Just came across this article and it seems interesting for down-the-road line and curve drawing in Rhino.
And maybe something to implement for iRhino, as we need linedrawing there as well.
This is pretty similar to the line drawing shader that I wrote for V6. The anti-aliasing algorithm is different because Rhino’s line work is depth buffered.
Ok, but do you know why V6 is so much slower than V5?
I just did a test with an architectural drawing consisting of:
56 text, 1155 curves, 48 hatches, 1 annotation leader, 1 surface.
In V6 Test max speed took 1.66 seconds.
In V5 Test max speed took 0.45 seconds.
Then I made an array of 3x3 of these and tested again.
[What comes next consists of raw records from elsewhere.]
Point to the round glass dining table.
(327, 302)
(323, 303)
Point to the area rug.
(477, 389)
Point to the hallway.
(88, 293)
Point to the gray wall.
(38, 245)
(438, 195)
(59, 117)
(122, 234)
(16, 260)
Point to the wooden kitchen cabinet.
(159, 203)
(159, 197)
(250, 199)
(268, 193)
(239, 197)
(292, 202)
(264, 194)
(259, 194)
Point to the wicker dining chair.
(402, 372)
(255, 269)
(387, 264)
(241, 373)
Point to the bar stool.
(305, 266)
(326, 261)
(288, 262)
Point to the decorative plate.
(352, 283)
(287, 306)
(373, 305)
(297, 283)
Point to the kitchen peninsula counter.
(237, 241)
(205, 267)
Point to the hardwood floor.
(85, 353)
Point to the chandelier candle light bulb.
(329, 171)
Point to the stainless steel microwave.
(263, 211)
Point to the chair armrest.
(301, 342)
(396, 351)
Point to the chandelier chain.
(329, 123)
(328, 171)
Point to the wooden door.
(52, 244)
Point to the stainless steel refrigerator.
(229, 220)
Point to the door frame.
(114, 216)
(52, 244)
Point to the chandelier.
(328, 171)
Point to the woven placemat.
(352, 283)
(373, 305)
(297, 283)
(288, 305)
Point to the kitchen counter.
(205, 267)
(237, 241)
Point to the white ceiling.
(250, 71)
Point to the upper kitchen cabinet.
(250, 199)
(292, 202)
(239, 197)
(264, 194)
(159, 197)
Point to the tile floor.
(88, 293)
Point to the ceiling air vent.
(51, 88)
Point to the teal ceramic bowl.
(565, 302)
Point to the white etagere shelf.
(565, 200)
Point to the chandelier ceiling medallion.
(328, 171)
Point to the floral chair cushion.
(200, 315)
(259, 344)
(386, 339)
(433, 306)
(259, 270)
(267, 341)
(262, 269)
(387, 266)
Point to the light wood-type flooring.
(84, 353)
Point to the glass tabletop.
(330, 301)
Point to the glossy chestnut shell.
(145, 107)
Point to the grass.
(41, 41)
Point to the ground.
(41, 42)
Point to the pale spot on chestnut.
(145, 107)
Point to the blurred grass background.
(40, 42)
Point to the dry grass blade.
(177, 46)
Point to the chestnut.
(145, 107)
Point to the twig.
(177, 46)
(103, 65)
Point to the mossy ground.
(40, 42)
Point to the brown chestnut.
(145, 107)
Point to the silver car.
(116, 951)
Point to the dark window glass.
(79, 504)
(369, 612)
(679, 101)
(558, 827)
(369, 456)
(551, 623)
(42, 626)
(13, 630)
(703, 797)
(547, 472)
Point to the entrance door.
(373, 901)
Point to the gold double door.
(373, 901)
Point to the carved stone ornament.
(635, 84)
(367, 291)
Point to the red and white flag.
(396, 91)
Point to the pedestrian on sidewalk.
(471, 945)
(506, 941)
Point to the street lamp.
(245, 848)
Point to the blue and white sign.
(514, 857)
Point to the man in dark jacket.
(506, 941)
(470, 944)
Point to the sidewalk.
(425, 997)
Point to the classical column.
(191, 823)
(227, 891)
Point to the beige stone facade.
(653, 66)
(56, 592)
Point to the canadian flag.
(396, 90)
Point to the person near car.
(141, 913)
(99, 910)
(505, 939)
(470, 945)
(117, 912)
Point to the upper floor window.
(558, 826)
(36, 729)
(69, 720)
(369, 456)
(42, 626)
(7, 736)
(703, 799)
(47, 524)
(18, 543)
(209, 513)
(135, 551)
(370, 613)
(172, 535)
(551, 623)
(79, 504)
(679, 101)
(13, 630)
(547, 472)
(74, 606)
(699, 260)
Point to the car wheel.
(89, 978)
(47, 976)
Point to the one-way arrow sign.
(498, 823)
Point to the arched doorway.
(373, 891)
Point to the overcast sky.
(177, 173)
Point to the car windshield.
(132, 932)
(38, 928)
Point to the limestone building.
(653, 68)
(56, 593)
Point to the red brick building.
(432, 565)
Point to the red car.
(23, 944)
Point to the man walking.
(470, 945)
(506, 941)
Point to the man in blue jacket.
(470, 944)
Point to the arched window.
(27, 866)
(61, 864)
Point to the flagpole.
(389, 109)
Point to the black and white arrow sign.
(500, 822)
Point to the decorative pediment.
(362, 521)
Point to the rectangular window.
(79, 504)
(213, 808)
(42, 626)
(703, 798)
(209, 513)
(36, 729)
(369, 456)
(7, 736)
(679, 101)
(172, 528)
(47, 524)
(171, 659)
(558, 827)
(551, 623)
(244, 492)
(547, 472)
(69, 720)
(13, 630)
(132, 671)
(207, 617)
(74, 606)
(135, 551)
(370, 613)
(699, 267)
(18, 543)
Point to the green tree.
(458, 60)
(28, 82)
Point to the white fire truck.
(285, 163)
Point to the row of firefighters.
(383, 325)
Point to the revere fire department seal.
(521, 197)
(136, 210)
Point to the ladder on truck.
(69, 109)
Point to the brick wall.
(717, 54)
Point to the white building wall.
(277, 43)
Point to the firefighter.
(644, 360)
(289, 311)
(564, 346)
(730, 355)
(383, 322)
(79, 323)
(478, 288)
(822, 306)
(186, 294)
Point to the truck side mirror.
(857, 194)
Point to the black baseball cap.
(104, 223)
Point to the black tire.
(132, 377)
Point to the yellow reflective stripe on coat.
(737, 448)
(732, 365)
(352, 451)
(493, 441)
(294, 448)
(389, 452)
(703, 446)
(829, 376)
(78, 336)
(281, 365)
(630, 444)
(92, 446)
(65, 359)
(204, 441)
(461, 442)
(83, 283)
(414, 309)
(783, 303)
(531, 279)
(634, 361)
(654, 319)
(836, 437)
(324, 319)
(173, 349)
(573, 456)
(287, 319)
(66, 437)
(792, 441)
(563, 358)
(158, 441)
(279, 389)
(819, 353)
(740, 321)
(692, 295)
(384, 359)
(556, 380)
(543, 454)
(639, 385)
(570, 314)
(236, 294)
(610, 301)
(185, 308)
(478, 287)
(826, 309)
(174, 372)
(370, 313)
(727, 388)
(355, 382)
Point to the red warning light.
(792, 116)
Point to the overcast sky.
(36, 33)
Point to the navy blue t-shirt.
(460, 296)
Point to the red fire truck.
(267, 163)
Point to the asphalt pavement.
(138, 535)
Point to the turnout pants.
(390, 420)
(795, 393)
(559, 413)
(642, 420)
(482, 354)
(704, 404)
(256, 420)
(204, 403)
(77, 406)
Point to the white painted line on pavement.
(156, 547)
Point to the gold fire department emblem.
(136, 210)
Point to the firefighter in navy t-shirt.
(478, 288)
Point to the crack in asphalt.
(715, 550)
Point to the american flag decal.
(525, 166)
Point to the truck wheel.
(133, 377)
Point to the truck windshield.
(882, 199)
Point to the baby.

In V6 Test max speed took 8.64 seconds.
In V5 Test max speed took 2.98 seconds.
In V6 I even sat AA to 0 but it was still antialiased, and in V5 AA was sat at 8x.
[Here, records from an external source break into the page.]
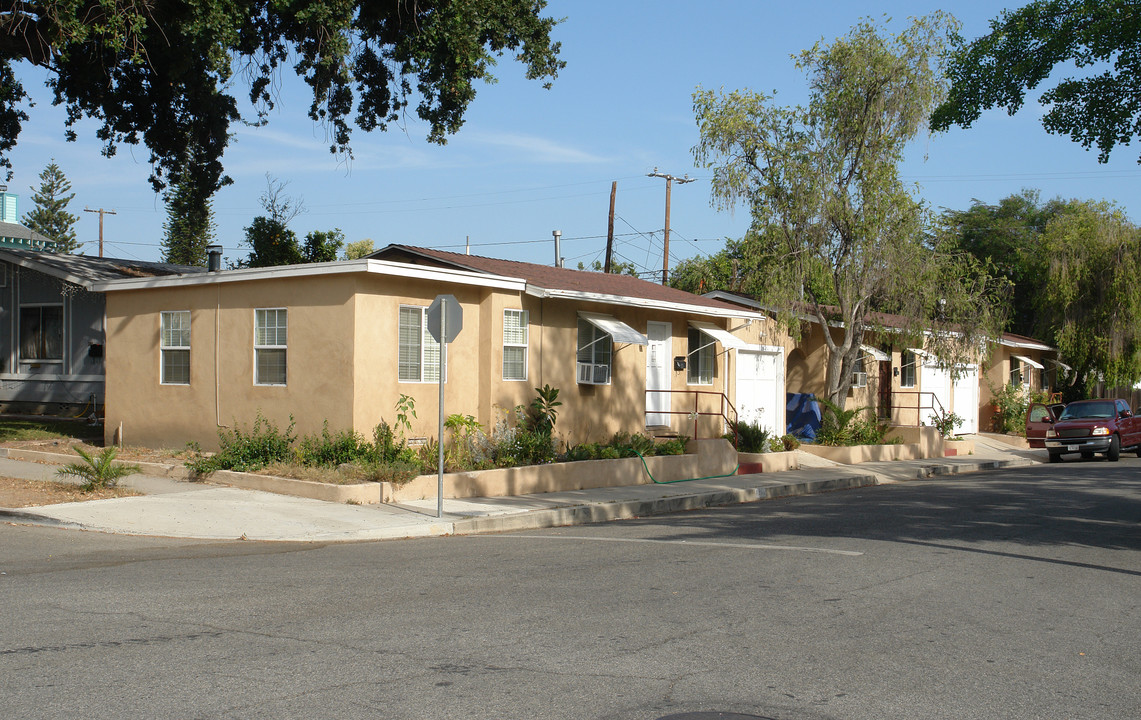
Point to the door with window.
(657, 373)
(760, 389)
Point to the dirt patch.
(21, 493)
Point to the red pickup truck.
(1084, 427)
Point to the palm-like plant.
(98, 470)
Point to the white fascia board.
(626, 301)
(1029, 362)
(341, 267)
(32, 265)
(1026, 346)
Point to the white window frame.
(272, 347)
(164, 348)
(63, 333)
(698, 357)
(598, 346)
(1017, 377)
(904, 364)
(525, 324)
(426, 342)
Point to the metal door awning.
(617, 330)
(728, 340)
(877, 355)
(1028, 361)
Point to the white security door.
(657, 373)
(966, 399)
(760, 389)
(937, 382)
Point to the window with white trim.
(595, 354)
(175, 347)
(701, 358)
(418, 352)
(41, 332)
(1016, 372)
(907, 369)
(515, 345)
(270, 336)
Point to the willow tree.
(823, 179)
(1091, 291)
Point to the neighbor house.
(342, 342)
(906, 385)
(51, 331)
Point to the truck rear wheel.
(1115, 450)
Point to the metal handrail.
(696, 413)
(936, 404)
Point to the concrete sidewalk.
(180, 509)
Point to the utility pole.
(609, 228)
(669, 184)
(102, 212)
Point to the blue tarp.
(802, 414)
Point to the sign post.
(445, 321)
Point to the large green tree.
(188, 227)
(1100, 106)
(49, 217)
(1006, 237)
(823, 185)
(1091, 294)
(162, 74)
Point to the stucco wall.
(342, 361)
(320, 381)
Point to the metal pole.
(439, 435)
I do know why the curve drawing is slower and plan on working on this. The current big push is for display stability across drivers. Once that is complete, optimization work can be done.
Ok, thanks.
I had custom nVidia driver settings (on the gtx1070) and got the first test down to 1.06 seconds. But I deleted the settings as I thought they were the reason for the slowdown, but it turned out to be the other way around… I’ll see if I can reproduce those settings.